En la Edad Media, los carpinteros utilizaban clavos de madera o de metal para unir los muebles y las construcciones de madera. En el siglo XVI, los fabricantes de clavos comenzaron a producir clavos con líneas en espiral, que podían unir las cosas con mayor firmeza. Ese es un pequeño paso desde este tipo de clavo hasta el tornillo.
Alrededor de 1550 d.C., las tuercas y tornillos de metal que aparecieron por primera vez como elementos de fijación en Europa se fabricaban a mano en simples tornos de madera.
Los destornilladores (cinceles) aparecieron en Londres alrededor de 1780. Los carpinteros descubrieron que atornillar los tornillos con un destornillador era mejor que golpearlos con un martillo para fijar las cosas, especialmente cuando se encontraban con tornillos de grano fino.

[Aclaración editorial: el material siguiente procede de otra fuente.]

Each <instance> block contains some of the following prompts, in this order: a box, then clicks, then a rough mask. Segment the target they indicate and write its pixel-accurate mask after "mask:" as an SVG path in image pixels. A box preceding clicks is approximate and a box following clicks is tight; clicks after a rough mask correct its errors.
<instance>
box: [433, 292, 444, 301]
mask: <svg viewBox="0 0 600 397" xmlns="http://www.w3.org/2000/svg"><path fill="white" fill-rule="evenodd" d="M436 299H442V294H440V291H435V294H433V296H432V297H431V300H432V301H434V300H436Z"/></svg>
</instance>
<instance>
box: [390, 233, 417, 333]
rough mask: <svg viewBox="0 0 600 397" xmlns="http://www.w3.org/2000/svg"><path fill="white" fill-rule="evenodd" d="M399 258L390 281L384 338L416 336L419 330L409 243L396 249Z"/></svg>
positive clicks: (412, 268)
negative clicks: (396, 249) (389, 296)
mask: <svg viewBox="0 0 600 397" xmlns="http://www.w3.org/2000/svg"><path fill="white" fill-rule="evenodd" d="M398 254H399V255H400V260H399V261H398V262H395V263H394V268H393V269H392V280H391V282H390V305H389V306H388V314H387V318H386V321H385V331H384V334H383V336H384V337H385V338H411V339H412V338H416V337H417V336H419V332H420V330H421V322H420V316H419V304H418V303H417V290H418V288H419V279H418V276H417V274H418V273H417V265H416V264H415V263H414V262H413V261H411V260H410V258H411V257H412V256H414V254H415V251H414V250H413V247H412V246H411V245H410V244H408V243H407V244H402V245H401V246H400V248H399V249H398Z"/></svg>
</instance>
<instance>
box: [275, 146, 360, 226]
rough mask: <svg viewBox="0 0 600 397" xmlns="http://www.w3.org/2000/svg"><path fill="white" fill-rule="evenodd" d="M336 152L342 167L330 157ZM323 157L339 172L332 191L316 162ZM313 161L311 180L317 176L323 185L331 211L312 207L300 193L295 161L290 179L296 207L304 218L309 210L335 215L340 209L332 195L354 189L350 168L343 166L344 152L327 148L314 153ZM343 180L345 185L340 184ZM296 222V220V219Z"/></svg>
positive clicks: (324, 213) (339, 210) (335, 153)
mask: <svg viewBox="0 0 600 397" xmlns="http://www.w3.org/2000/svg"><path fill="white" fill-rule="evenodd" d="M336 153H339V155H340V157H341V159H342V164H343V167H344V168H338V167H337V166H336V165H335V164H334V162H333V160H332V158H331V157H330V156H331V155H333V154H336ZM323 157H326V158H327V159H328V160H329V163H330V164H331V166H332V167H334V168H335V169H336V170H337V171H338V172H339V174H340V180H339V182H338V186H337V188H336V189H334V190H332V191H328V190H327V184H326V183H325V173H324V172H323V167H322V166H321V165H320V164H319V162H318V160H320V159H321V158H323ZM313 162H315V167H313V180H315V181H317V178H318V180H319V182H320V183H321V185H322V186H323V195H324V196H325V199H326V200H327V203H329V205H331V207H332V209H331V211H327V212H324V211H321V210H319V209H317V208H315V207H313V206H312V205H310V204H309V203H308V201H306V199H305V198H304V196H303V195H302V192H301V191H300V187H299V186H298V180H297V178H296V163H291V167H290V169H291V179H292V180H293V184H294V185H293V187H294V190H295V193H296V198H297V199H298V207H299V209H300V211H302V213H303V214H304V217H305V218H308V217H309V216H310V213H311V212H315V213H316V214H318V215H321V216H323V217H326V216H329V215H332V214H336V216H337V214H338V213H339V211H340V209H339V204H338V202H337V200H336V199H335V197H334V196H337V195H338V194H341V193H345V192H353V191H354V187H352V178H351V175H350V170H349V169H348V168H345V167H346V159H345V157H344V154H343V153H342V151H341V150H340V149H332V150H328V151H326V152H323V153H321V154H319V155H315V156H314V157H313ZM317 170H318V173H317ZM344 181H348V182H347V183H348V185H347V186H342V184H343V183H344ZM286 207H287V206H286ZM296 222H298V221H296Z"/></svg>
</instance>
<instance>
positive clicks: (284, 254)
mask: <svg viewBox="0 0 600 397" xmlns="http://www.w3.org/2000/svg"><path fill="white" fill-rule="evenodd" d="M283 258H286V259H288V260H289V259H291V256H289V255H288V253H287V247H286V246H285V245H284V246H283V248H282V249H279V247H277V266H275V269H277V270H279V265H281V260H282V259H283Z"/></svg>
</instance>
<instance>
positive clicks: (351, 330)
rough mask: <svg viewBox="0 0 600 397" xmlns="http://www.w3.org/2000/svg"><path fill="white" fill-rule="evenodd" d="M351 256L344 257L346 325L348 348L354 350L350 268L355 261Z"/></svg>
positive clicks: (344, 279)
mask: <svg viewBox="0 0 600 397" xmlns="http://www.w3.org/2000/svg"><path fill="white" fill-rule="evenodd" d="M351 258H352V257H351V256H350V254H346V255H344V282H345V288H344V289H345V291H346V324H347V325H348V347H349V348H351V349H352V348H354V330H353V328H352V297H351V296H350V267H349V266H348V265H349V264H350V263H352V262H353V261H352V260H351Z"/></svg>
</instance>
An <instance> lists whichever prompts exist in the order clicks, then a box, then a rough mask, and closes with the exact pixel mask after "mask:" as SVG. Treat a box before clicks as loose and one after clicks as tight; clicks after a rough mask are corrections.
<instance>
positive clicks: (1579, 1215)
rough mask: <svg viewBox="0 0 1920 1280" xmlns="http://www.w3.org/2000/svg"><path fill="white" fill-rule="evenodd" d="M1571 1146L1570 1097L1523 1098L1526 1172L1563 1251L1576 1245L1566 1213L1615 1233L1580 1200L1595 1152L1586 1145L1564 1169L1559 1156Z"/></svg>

En 1797, Mozley inventó un torno de precisión para tornillos totalmente metálico en Londres. Al año siguiente, Wilkinson fabricó una máquina para fabricar tuercas y tornillos en Estados Unidos. Ambas máquinas pueden producir tuercas y tornillos universales. Los tornillos eran muy populares como piezas fijas, porque en esa época se había encontrado un método de producción barato.
En 1836, Henry M. Philips solicitó una patente para los tornillos con cabezas ranuradas en cruz, lo que marcó un avance significativo en la tecnología de las bases de los tornillos. A diferencia de los tornillos de cabeza ranurada tradicionales, el borde de los tornillos con cabeza ranurada en cruz del tornillo de cabeza ranurada en cruz. Este diseño hace que el destornillador se centre automáticamente y no se resbale fácilmente, por lo que es muy popular. Las tuercas y los tornillos universales pueden conectar piezas de metal entre sí. Por lo tanto, en el siglo XIX, la madera utilizada para fabricar máquinas y construir casas pudo ser reemplazada por pernos y tuercas de metal.
En la actualidad, los tornillos se utilizan principalmente para conectar dos piezas de trabajo y apretarlas. Los tornillos se utilizan en equipos generales, como teléfonos móviles, ordenadores, coches, bicicletas, diversas máquinas herramienta y equipos, y casi todas las máquinas. Los tornillos son artículos industriales indispensables en la vida diaria: como los pequeños tornillos que se utilizan en cámaras, gafas, relojes, aparatos electrónicos, etc.; tornillos generales para televisores, productos eléctricos, instrumentos musicales, muebles, etc.